Даже не могла подумать, насколько могут быть пиздецовыми прошедшие сутки.Без подробностей - семь реанимаций. У нас примета стопроцентная - реанимаций всегда нечётное число.Всегда. И, когда мы ночью с медсестрой пошли в курилку, глотнуть воздуха свободы, и посчитали, что у нас на три ночи шесть реанимаций, всё стало понятно сразу. Доберём. Добрали. Но не в этом плохо.
Он всё таки умер... Блять, почему так плохо?
Его привезли из близлежащего посёлка, без согласования, даже без предупреждения. Когда я стала его смотреть, фельдшер, которая привезла, сказала: "Доктор, вы перчатки наденьте, посмотрите на него". Я посмотрела. Парень, как парень. Ну да, татуировки тюремные. И сечки. И наркоман. И меня прорвал - почему я должна надевать перчатки, чтобы его посмотреть? Он что, блохастый? Пошла вон отсюдова.
Он был очень тяжёлый. Крайне. И с ним было то самое, классическое ХЗ. Он орал от боли. То ли ломка, то ли действительно полиартропатия и отвал почек. Но мы с реаниматологом разговаривали с ним, как с человеком. И он вцепился в меня глазами и просто тупо не отпускал.
Заинтубировали его почти сразу. Одышка в покое до 50 в мин, кто не знает, попробуйте включить секундомер и подышать 50 в минуту. Реанимации пришлось грузить его, потому что он орал от боли. Перед интубацией я ещё раз зашла досмотреть его и он опять смотрел на меня с такой надеждой, как будто именно от меня что-то зависит.
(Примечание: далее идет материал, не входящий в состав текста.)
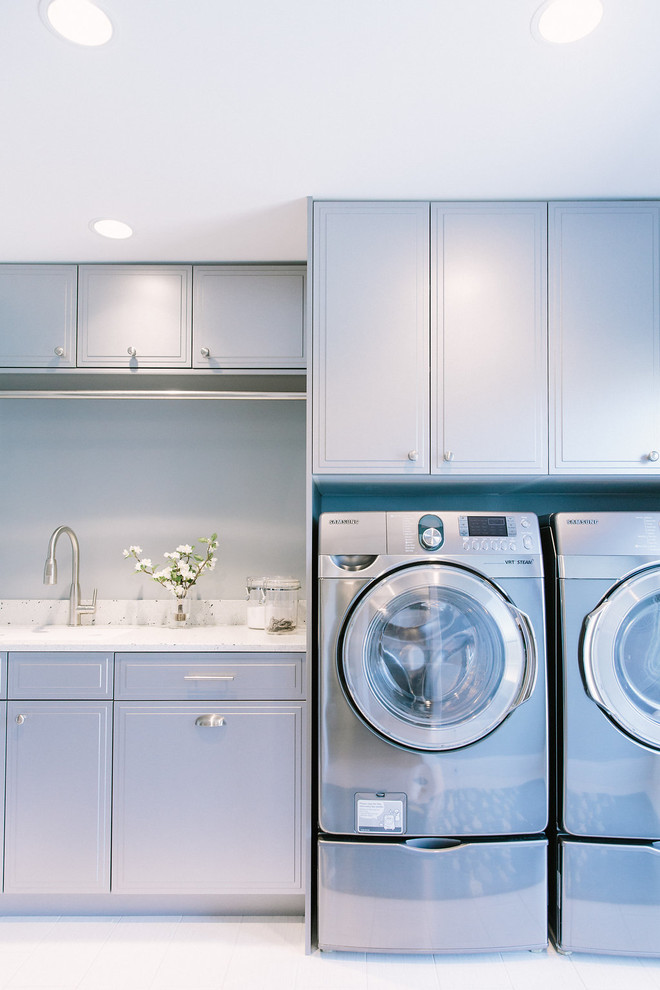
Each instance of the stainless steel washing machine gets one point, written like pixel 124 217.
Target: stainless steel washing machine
pixel 433 792
pixel 608 735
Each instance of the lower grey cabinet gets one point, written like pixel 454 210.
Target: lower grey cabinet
pixel 207 797
pixel 58 790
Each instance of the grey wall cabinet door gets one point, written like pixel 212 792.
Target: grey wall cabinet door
pixel 57 830
pixel 38 316
pixel 605 337
pixel 134 316
pixel 371 338
pixel 247 316
pixel 489 338
pixel 207 798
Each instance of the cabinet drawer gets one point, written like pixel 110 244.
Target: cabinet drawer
pixel 232 676
pixel 60 675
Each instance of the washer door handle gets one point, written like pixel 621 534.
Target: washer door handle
pixel 588 675
pixel 531 666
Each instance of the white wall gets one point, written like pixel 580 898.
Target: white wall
pixel 155 473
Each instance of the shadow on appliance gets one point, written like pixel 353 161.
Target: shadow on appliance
pixel 606 599
pixel 433 792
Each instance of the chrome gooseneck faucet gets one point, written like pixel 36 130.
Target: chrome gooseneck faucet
pixel 76 608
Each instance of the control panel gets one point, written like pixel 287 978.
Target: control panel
pixel 496 533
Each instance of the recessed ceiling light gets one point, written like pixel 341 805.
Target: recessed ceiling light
pixel 116 229
pixel 80 21
pixel 563 21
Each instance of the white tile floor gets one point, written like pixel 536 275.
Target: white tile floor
pixel 174 953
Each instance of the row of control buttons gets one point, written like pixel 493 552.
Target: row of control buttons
pixel 500 545
pixel 489 545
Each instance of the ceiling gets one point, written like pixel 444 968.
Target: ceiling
pixel 206 124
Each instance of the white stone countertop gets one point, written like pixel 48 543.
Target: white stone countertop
pixel 141 626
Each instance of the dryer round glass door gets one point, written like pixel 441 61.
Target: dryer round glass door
pixel 434 657
pixel 621 656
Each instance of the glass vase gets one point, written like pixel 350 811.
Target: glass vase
pixel 180 614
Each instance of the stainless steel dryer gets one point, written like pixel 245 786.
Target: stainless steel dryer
pixel 432 732
pixel 608 583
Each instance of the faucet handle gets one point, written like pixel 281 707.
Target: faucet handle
pixel 89 608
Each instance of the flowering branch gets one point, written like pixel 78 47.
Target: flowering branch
pixel 184 567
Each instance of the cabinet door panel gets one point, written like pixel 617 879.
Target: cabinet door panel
pixel 57 836
pixel 489 378
pixel 605 337
pixel 248 316
pixel 145 308
pixel 371 346
pixel 38 316
pixel 207 808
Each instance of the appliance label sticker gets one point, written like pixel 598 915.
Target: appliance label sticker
pixel 383 815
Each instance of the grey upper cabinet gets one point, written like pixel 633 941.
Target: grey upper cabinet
pixel 430 362
pixel 489 338
pixel 248 316
pixel 134 316
pixel 604 337
pixel 371 338
pixel 38 316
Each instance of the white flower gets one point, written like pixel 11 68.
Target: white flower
pixel 185 567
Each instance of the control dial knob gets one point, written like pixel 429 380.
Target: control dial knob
pixel 430 532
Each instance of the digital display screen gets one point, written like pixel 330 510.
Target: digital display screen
pixel 487 526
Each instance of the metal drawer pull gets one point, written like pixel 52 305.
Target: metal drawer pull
pixel 210 721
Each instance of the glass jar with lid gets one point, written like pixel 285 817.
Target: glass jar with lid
pixel 281 604
pixel 256 613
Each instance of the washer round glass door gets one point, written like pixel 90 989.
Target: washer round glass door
pixel 621 656
pixel 434 657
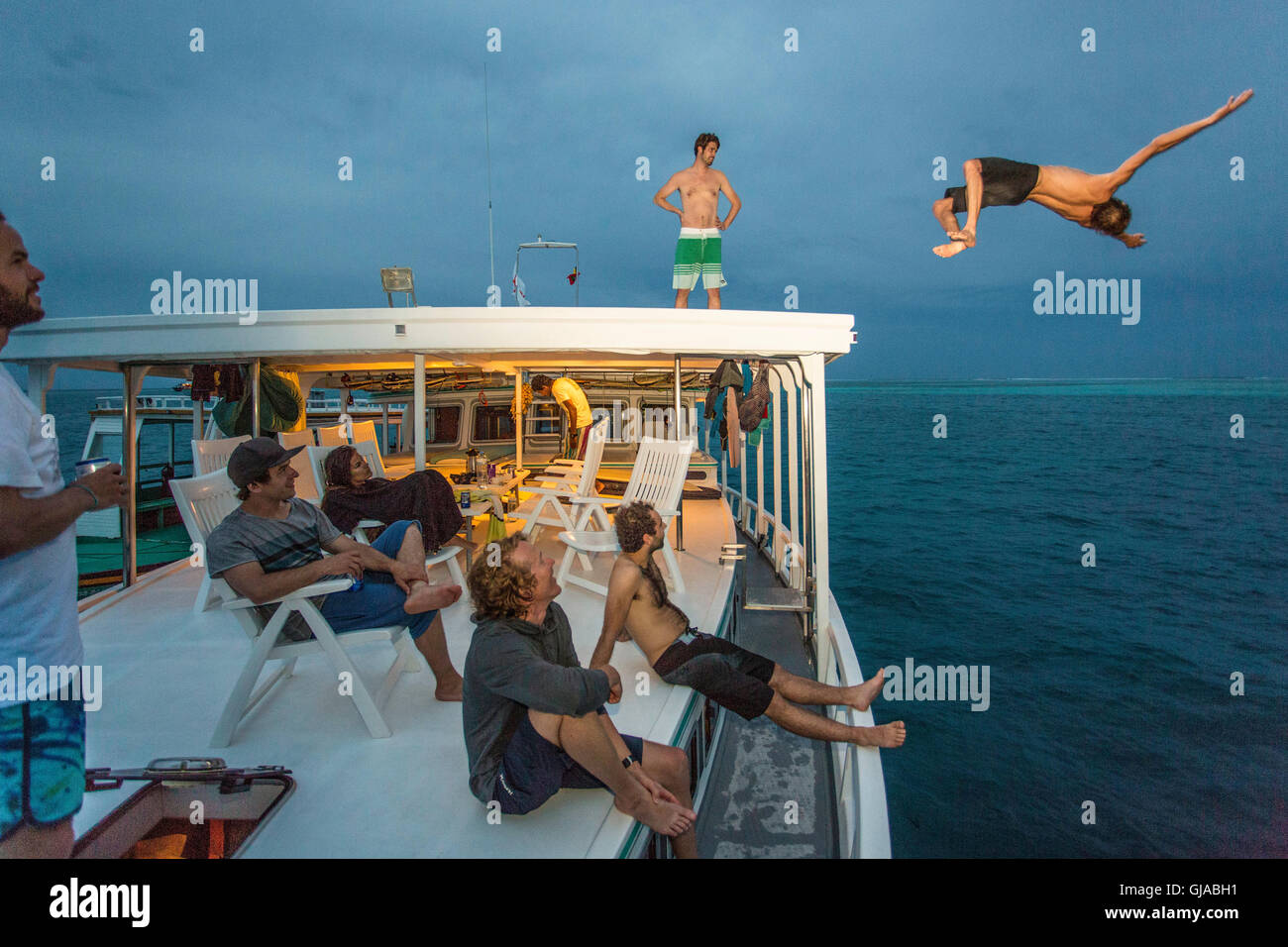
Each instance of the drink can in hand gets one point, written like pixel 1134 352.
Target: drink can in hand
pixel 84 468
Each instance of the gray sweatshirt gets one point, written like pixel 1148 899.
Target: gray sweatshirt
pixel 514 665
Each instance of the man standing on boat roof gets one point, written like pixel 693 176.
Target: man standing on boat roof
pixel 42 731
pixel 734 678
pixel 572 399
pixel 697 252
pixel 533 716
pixel 1086 198
pixel 271 545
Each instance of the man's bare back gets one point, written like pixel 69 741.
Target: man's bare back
pixel 652 621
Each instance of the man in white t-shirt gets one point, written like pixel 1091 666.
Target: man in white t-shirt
pixel 42 732
pixel 572 399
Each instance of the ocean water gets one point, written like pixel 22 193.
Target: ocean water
pixel 71 410
pixel 1108 684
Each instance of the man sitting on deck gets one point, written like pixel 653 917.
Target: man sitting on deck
pixel 737 680
pixel 533 716
pixel 271 545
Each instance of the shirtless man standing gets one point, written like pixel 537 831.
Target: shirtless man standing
pixel 698 248
pixel 746 684
pixel 1086 198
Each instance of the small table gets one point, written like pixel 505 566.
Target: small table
pixel 493 504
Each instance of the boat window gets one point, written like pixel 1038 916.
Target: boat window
pixel 544 419
pixel 492 423
pixel 443 424
pixel 657 419
pixel 613 410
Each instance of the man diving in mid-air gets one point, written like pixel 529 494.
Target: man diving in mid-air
pixel 1074 195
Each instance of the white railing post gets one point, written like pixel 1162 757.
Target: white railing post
pixel 777 386
pixel 794 437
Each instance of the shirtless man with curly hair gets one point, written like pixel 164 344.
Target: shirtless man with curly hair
pixel 1086 198
pixel 737 680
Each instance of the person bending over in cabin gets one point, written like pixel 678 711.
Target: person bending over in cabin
pixel 737 680
pixel 271 545
pixel 1086 198
pixel 42 727
pixel 533 716
pixel 572 399
pixel 697 252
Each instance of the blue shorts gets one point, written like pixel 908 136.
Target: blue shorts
pixel 42 763
pixel 533 770
pixel 378 600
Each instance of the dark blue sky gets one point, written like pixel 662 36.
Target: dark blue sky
pixel 223 162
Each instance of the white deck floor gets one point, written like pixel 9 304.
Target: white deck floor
pixel 166 674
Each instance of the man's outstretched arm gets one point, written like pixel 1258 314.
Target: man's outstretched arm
pixel 1171 140
pixel 734 204
pixel 669 188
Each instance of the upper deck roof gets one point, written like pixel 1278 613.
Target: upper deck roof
pixel 492 339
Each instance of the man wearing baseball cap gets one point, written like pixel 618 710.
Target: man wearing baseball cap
pixel 271 545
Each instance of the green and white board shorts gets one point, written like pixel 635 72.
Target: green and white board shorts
pixel 697 252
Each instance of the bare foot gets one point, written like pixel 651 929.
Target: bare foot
pixel 450 688
pixel 666 818
pixel 866 692
pixel 890 735
pixel 426 598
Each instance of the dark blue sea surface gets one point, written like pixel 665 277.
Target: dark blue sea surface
pixel 1109 684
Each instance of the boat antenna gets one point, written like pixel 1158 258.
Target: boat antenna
pixel 487 138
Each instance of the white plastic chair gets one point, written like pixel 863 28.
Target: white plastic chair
pixel 372 453
pixel 266 647
pixel 532 510
pixel 204 501
pixel 295 438
pixel 209 457
pixel 657 478
pixel 308 484
pixel 333 436
pixel 365 431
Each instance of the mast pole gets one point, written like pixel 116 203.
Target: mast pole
pixel 487 138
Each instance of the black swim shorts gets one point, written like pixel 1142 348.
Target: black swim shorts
pixel 1006 183
pixel 732 677
pixel 533 770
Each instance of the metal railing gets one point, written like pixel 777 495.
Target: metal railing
pixel 787 541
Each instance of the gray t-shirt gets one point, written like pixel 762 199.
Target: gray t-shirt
pixel 275 545
pixel 514 665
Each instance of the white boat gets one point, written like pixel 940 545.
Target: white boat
pixel 167 673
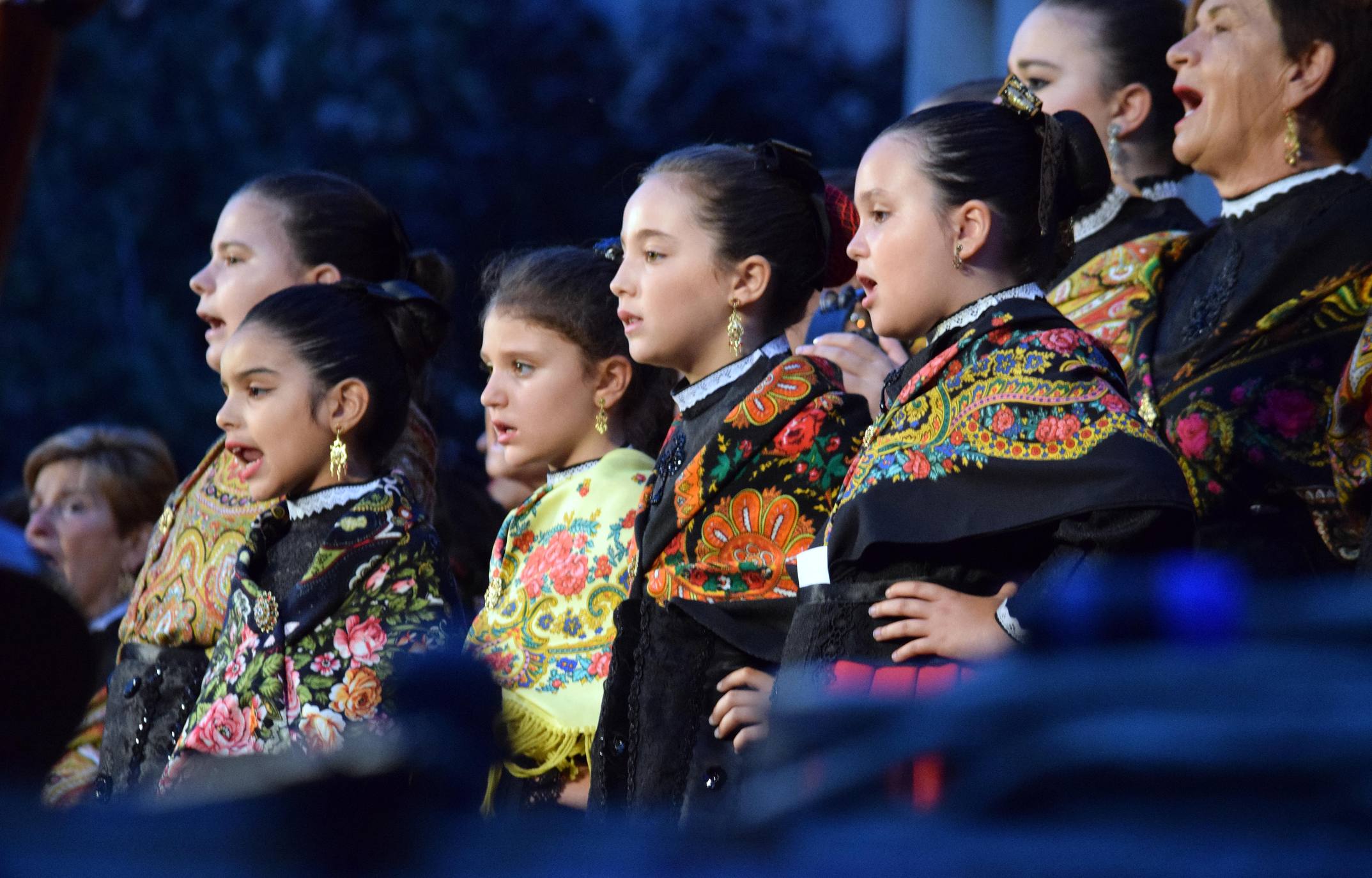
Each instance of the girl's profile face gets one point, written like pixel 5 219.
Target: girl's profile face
pixel 673 295
pixel 903 250
pixel 539 396
pixel 1057 55
pixel 250 258
pixel 269 416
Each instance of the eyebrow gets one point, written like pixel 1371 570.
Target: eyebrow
pixel 644 234
pixel 1035 62
pixel 247 374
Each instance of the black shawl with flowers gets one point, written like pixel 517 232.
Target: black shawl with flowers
pixel 713 593
pixel 1009 452
pixel 1239 344
pixel 311 667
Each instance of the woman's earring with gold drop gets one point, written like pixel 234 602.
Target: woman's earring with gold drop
pixel 1113 146
pixel 736 330
pixel 338 456
pixel 1293 141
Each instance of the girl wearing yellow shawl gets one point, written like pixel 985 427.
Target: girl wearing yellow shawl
pixel 562 393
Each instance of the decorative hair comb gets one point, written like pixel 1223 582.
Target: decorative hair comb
pixel 611 249
pixel 1020 98
pixel 396 291
pixel 780 157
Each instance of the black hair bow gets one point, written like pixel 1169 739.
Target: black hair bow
pixel 611 249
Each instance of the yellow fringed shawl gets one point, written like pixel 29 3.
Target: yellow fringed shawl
pixel 559 568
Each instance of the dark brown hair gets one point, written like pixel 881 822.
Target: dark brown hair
pixel 132 468
pixel 1341 107
pixel 567 290
pixel 1134 38
pixel 380 334
pixel 330 219
pixel 755 210
pixel 1035 173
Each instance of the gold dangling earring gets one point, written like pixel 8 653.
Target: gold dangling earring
pixel 736 330
pixel 338 456
pixel 1293 141
pixel 1113 146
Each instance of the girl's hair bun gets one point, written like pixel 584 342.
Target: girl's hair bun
pixel 843 226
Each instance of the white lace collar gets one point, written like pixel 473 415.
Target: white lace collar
pixel 1237 208
pixel 972 312
pixel 563 475
pixel 324 500
pixel 1100 217
pixel 691 397
pixel 1161 191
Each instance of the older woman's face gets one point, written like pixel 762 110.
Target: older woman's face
pixel 1229 79
pixel 73 527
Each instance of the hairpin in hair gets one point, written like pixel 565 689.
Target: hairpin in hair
pixel 611 249
pixel 1020 98
pixel 778 155
pixel 396 291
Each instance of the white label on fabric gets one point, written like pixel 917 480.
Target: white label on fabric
pixel 813 567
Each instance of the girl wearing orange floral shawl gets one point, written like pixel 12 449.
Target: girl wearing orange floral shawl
pixel 723 247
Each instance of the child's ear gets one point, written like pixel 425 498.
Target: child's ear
pixel 612 379
pixel 751 281
pixel 346 404
pixel 324 273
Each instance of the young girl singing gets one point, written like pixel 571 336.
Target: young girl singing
pixel 1007 453
pixel 341 578
pixel 275 232
pixel 564 396
pixel 723 247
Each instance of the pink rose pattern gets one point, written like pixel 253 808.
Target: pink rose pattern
pixel 360 641
pixel 1235 434
pixel 574 567
pixel 263 696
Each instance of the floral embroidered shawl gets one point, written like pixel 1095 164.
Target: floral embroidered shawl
pixel 1250 410
pixel 560 567
pixel 1105 298
pixel 760 490
pixel 312 668
pixel 1017 419
pixel 179 599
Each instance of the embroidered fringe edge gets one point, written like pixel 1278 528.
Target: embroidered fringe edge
pixel 533 733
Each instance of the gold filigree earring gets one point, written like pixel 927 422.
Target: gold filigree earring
pixel 736 330
pixel 1293 141
pixel 1113 146
pixel 338 456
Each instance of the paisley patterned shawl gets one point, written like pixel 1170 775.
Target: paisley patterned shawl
pixel 1017 420
pixel 179 599
pixel 1250 410
pixel 759 490
pixel 1350 433
pixel 311 670
pixel 560 567
pixel 1105 297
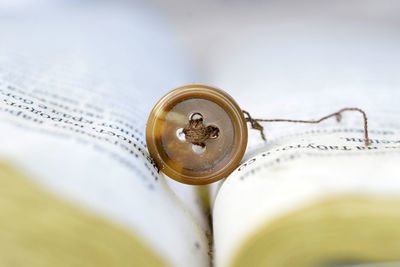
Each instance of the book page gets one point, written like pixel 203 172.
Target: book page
pixel 76 87
pixel 304 61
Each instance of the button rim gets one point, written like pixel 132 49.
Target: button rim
pixel 189 92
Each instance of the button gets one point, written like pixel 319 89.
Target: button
pixel 196 134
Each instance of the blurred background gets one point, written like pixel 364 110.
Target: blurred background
pixel 276 58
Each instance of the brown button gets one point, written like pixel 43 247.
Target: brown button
pixel 196 134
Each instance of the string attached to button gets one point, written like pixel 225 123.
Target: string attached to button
pixel 197 134
pixel 338 114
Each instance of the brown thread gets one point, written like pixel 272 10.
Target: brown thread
pixel 257 126
pixel 196 133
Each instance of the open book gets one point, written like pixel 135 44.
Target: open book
pixel 77 186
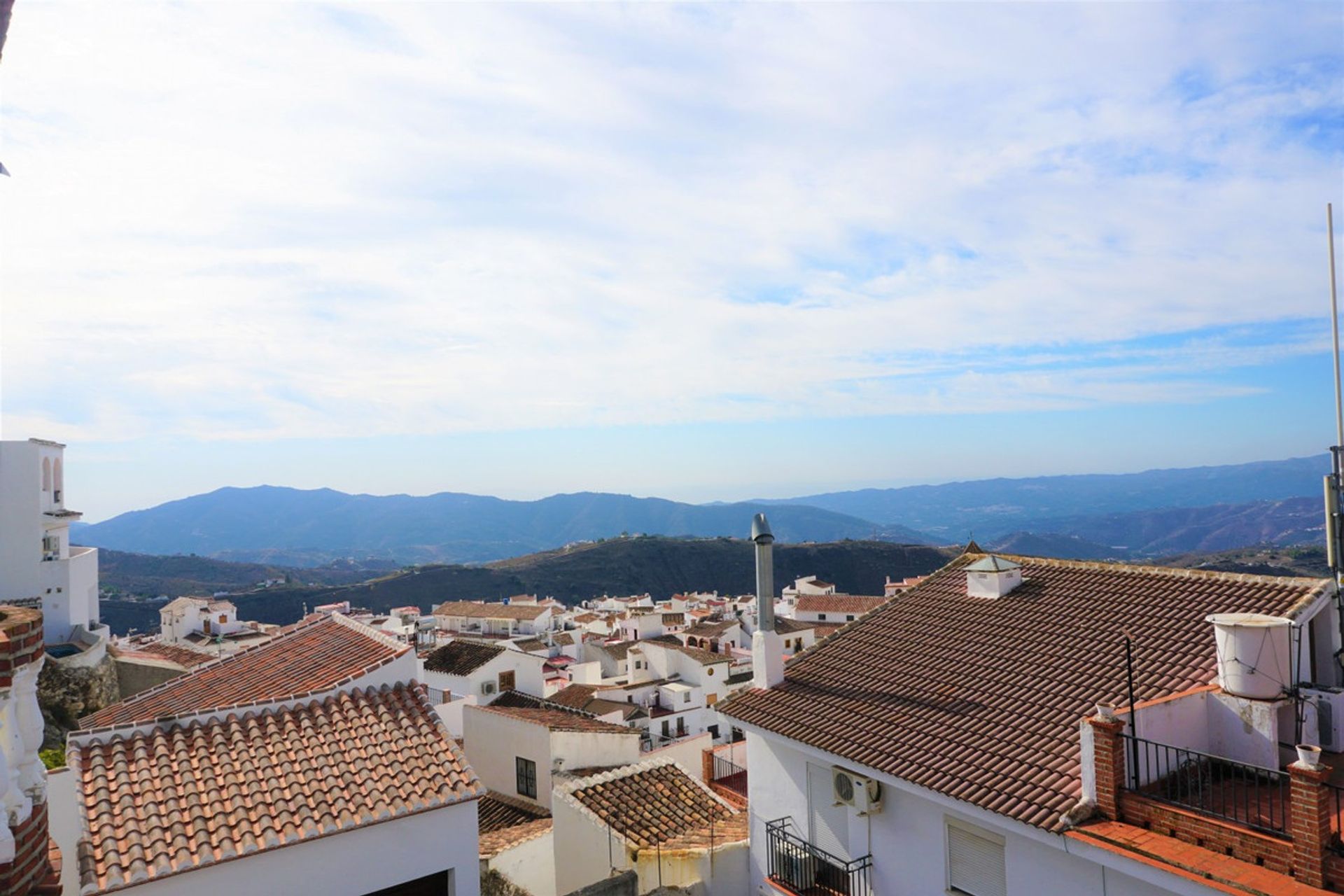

Я смотрела его опять без перчаток, всё - и колодец в паху, и пульсацию на подколенках. А потом ушла, кивнув. А утром он умер.
Он был очень красивый. И наркоман. И сиделец. И совсем ещё молодой, 34. Ольге, медсестре моей, тоже 34. Она так переживала. А я вижу глаза. Которые смотрят не моргая.